Open asdcaszc opened 2 months ago
Hi, can you share the logs? the stats?
@pierrefdz
The following code is my train log in the first stage, which only trains the watermark encoder_decoder.
Averaged train stats: loss_w: 0.001087 (0.003130) loss_i: 0.056029 (0.055853) loss: 0.001087 (0.003130) psnr_avg: 25.439396 (25.453824) lr: 0.000063 (0.000062) bit_acc_avg: 0.999349 (0.998982) word_acc_avg: 0.968750 (0.960388) norm_avg: 131.814392 (130.939567)
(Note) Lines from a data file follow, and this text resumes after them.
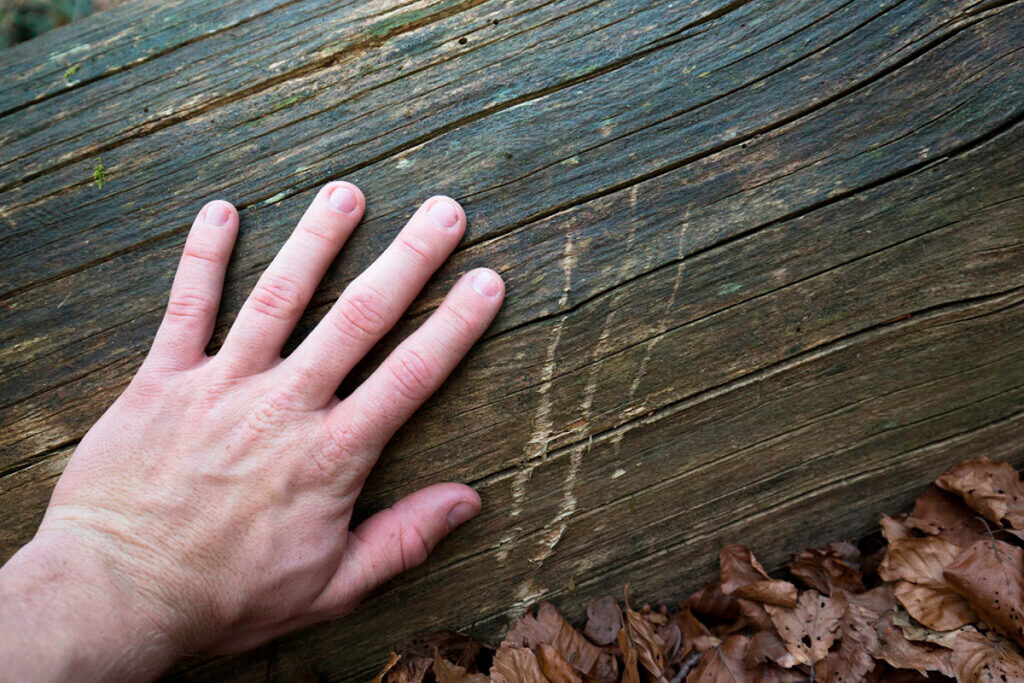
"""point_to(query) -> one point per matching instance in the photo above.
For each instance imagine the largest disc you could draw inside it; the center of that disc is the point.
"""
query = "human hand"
(214, 497)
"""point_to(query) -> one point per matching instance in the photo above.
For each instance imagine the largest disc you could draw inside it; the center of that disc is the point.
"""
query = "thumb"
(396, 540)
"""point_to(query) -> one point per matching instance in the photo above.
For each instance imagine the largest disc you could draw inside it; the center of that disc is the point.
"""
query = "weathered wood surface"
(765, 262)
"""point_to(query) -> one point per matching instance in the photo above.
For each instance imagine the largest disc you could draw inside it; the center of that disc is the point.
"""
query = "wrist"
(81, 620)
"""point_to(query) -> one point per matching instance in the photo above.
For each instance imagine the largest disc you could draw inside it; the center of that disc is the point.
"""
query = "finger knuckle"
(360, 313)
(459, 321)
(279, 296)
(413, 372)
(323, 230)
(188, 304)
(340, 434)
(416, 247)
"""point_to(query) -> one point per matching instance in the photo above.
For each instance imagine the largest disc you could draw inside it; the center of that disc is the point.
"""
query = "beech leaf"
(901, 653)
(945, 515)
(992, 488)
(630, 672)
(826, 570)
(723, 664)
(713, 605)
(516, 665)
(767, 647)
(858, 644)
(445, 672)
(979, 658)
(554, 666)
(693, 634)
(916, 565)
(603, 621)
(810, 628)
(742, 577)
(914, 631)
(549, 627)
(648, 646)
(990, 575)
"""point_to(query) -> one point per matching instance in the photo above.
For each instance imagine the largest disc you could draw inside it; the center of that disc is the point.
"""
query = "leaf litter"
(942, 599)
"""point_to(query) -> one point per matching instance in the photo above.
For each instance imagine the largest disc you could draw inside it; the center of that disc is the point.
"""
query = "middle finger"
(376, 299)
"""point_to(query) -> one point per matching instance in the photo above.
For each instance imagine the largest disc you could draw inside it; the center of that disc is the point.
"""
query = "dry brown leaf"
(693, 634)
(858, 643)
(826, 570)
(945, 515)
(603, 621)
(914, 631)
(991, 488)
(901, 653)
(516, 665)
(752, 616)
(723, 664)
(990, 575)
(767, 647)
(916, 564)
(742, 577)
(978, 658)
(445, 672)
(879, 600)
(648, 646)
(938, 607)
(631, 674)
(549, 627)
(712, 605)
(810, 628)
(554, 666)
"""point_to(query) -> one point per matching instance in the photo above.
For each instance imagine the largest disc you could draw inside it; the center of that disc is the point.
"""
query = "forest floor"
(937, 596)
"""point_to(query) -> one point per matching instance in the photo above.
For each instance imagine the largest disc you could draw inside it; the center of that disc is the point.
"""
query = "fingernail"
(443, 213)
(485, 283)
(343, 199)
(218, 214)
(461, 514)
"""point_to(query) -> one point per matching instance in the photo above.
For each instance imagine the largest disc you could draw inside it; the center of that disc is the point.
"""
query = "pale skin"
(208, 510)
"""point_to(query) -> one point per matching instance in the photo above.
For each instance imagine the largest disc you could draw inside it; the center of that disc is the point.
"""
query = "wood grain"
(764, 262)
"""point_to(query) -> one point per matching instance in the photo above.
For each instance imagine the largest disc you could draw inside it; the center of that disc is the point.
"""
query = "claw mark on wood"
(666, 315)
(599, 352)
(538, 444)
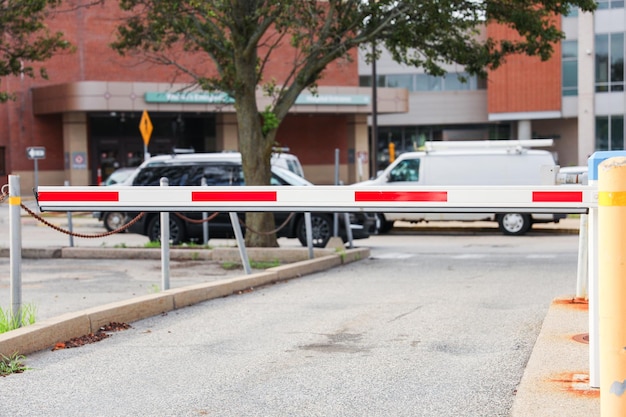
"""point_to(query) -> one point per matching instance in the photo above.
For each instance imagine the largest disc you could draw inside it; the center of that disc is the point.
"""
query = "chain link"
(122, 228)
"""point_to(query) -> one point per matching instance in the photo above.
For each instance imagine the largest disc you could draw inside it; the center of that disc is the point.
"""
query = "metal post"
(583, 264)
(15, 252)
(336, 215)
(612, 285)
(165, 243)
(309, 233)
(70, 226)
(205, 224)
(346, 221)
(241, 244)
(36, 176)
(374, 144)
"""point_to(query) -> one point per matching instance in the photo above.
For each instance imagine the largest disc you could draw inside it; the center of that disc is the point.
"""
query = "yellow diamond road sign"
(145, 127)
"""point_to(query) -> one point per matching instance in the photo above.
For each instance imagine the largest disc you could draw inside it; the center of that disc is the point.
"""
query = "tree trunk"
(256, 153)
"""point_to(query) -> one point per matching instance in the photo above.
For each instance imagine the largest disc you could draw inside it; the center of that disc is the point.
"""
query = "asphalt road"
(433, 325)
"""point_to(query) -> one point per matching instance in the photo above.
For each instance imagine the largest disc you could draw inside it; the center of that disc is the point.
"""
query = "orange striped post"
(612, 285)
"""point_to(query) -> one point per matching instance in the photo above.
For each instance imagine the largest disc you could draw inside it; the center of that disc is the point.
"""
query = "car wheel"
(321, 230)
(113, 220)
(177, 229)
(382, 225)
(514, 223)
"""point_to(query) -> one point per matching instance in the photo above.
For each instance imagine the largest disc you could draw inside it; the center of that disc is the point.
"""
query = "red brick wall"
(314, 138)
(524, 83)
(91, 31)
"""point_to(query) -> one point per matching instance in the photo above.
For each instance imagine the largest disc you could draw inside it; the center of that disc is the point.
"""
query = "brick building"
(576, 98)
(86, 115)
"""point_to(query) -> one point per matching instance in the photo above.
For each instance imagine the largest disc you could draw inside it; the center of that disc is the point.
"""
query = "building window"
(610, 62)
(610, 4)
(570, 68)
(400, 81)
(426, 82)
(3, 161)
(610, 133)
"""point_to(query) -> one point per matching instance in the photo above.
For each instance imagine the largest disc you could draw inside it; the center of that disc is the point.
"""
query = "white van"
(471, 163)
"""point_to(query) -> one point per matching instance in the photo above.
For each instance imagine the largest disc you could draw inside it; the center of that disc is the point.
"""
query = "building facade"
(576, 98)
(86, 115)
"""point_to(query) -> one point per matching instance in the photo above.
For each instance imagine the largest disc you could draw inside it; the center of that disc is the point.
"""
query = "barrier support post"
(582, 276)
(165, 243)
(612, 285)
(15, 252)
(241, 243)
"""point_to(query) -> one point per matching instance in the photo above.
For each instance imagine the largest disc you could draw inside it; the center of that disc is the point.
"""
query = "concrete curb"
(556, 378)
(47, 333)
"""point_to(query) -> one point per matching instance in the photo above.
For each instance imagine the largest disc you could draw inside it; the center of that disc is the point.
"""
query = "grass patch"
(230, 266)
(190, 245)
(25, 316)
(13, 364)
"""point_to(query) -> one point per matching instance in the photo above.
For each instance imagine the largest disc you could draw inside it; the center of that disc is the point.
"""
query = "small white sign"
(36, 152)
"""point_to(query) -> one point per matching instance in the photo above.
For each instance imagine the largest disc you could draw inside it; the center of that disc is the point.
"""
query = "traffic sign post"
(145, 127)
(36, 153)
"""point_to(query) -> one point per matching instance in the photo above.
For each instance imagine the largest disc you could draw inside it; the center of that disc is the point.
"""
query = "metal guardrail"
(477, 199)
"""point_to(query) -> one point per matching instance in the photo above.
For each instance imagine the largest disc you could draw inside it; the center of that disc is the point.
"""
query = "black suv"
(186, 227)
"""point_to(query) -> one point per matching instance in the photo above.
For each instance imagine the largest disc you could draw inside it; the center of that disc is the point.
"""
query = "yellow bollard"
(612, 285)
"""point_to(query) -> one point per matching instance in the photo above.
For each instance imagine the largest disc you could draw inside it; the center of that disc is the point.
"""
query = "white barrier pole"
(15, 252)
(582, 276)
(309, 233)
(241, 243)
(205, 224)
(165, 243)
(70, 226)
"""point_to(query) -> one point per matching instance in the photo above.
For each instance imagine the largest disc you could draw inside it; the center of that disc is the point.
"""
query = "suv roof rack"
(491, 144)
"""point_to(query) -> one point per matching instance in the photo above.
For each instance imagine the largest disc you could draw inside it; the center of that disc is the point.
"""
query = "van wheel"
(321, 230)
(382, 225)
(177, 229)
(113, 220)
(514, 223)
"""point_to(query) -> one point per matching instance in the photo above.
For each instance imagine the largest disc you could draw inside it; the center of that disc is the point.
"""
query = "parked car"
(497, 162)
(221, 169)
(112, 220)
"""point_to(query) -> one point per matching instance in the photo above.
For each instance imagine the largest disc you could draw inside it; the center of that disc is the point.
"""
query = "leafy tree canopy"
(240, 37)
(25, 39)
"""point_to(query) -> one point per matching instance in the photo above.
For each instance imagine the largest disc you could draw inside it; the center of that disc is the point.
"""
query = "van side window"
(223, 175)
(407, 170)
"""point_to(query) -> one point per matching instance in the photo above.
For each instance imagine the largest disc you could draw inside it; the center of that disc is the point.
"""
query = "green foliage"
(253, 264)
(241, 37)
(270, 120)
(12, 364)
(25, 39)
(26, 316)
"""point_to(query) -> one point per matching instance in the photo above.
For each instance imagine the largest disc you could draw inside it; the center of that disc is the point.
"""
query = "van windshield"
(407, 170)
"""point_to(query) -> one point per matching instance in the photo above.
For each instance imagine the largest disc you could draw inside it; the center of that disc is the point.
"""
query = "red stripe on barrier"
(557, 196)
(371, 196)
(233, 196)
(78, 196)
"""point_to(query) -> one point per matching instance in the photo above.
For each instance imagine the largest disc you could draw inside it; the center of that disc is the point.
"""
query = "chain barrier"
(5, 194)
(67, 232)
(241, 222)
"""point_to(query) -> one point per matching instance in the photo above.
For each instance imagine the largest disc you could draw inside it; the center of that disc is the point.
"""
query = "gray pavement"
(555, 382)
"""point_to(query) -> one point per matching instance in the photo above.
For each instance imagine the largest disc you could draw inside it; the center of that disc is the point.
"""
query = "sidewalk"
(555, 381)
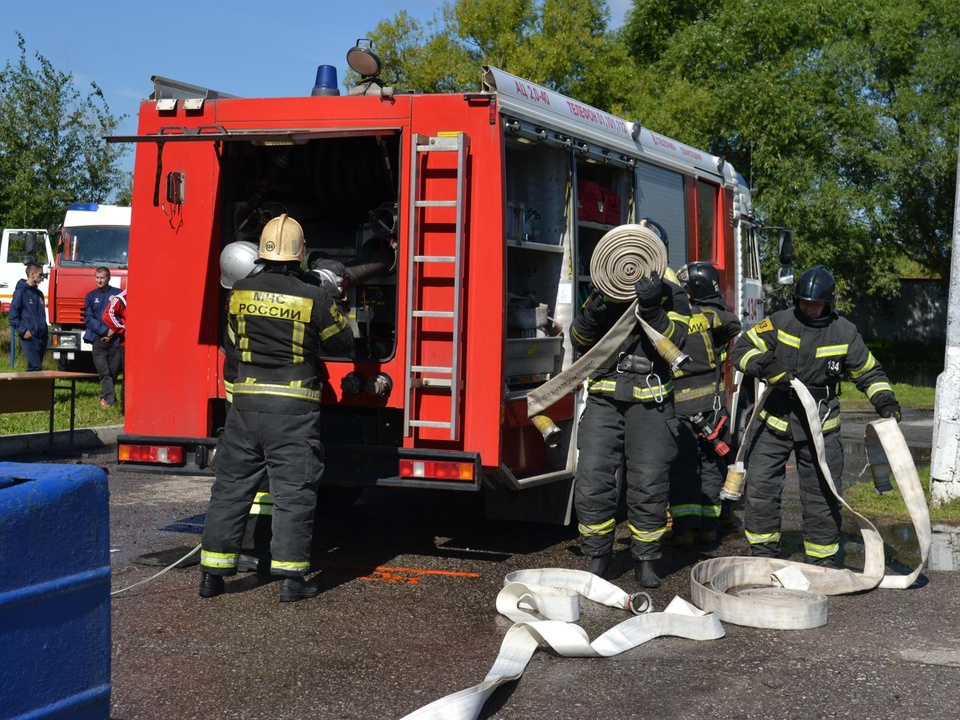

The following code is the evaluation log in the second stage, which finetunes the Stable Diffusion Decoder.
Averaged eval stats: iteration: 7.000000 (7.500000) psnr: 27.567417 (27.551602) bit_acc_none: 0.996419 (0.996265) word_acc_none: 0.828125 (0.840820) bit_acc_crop_01: 0.897461 (0.897453) word_acc_crop_01: 0.000000 (0.009766) bit_acc_crop_05: 0.926432 (0.925977) word_acc_crop_05: 0.025000 (0.027930) bit_acc_rot_25: 0.918945 (0.920203) word_acc_rot_25: 0.015625 (0.017188) bit_acc_rot_90: 0.752604 (0.753377) word_acc_rot_90: 0.000000 (0.000000) bit_acc_resize_03: 0.614909 (0.615145) word_acc_resize_03: 0.000000 (0.000000) bit_acc_resize_07: 0.930990 (0.931938) word_acc_resize_07: 0.062500 (0.056641) bit_acc_brightness_1p5: 0.976888 (0.977311) word_acc_brightness_1p5: 0.437500 (0.430664) bit_acc_brightness_2: 0.930339 (0.930847) word_acc_brightness_2: 0.062500 (0.068945) bit_acc_jpeg_80: 0.826497 (0.831376) word_acc_jpeg_80: 0.000000 (0.000000) bit_acc_jpeg_50: 0.734375 (0.737142) word_acc_jpeg_50: 0.000000 (0.000000)
Why does the evaluation perform so terribly in the second stage, even if the first-stage neural network result is very similar?
These are approximately the stats that are expected. For instance, crop 01 is a strong augmentation, obtaining a bit accuracy of ≈0.9 is already very good (and enough for detection, since 90% of bit accuracy very rarely happens by chance). The JPEG compression is a bit different though. If i remember correctly in the paper we were at ≈0.85 of bit acc for JPEG 50. Could you check that the stats for JPEG 50 in the first stage are at ≈1.00 of bit accuracy?
@pierrefdz
Yes, the bit accuracy on JPEG ≈1.00. The following is the test training in the first stage when I use deeper network and more distortions in training. However, my bit accuracy on JPEG in the second stage is so bad and I don't know the reason.
Averaged eval stats: loss_w: 0.000067 (0.000135) loss_i: 0.056830 (0.056814) loss: 0.000067 (0.000135) psnr_avg: 25.373438 (25.377700) bit_acc_avg: 1.000000 (0.999977) word_acc_avg: 1.000000 (0.999043) norm_avg: 134.984619 (135.126015) bit_acc_none: 1.000000 (0.999977) bit_acc_crop_01: 0.997070 (0.996766) bit_acc_crop_05: 1.000000 (0.999932) bit_acc_resize_05: 1.000000 (0.999917) bit_acc_rot_25: 1.000000 (0.999937) bit_acc_rot_90: 1.000000 (0.999912) bit_acc_blur: 1.000000 (0.999911) bit_acc_jpeg_50: 0.990885 (0.990176)
Hi,
When I trained a new model through hidden/main.py, the bit accuracy and robustness were similar to yours. Why can't my LDM decoder perform as well as yours, when I finetune watermarked LDM decoder by finetune_ldm_decoder.py?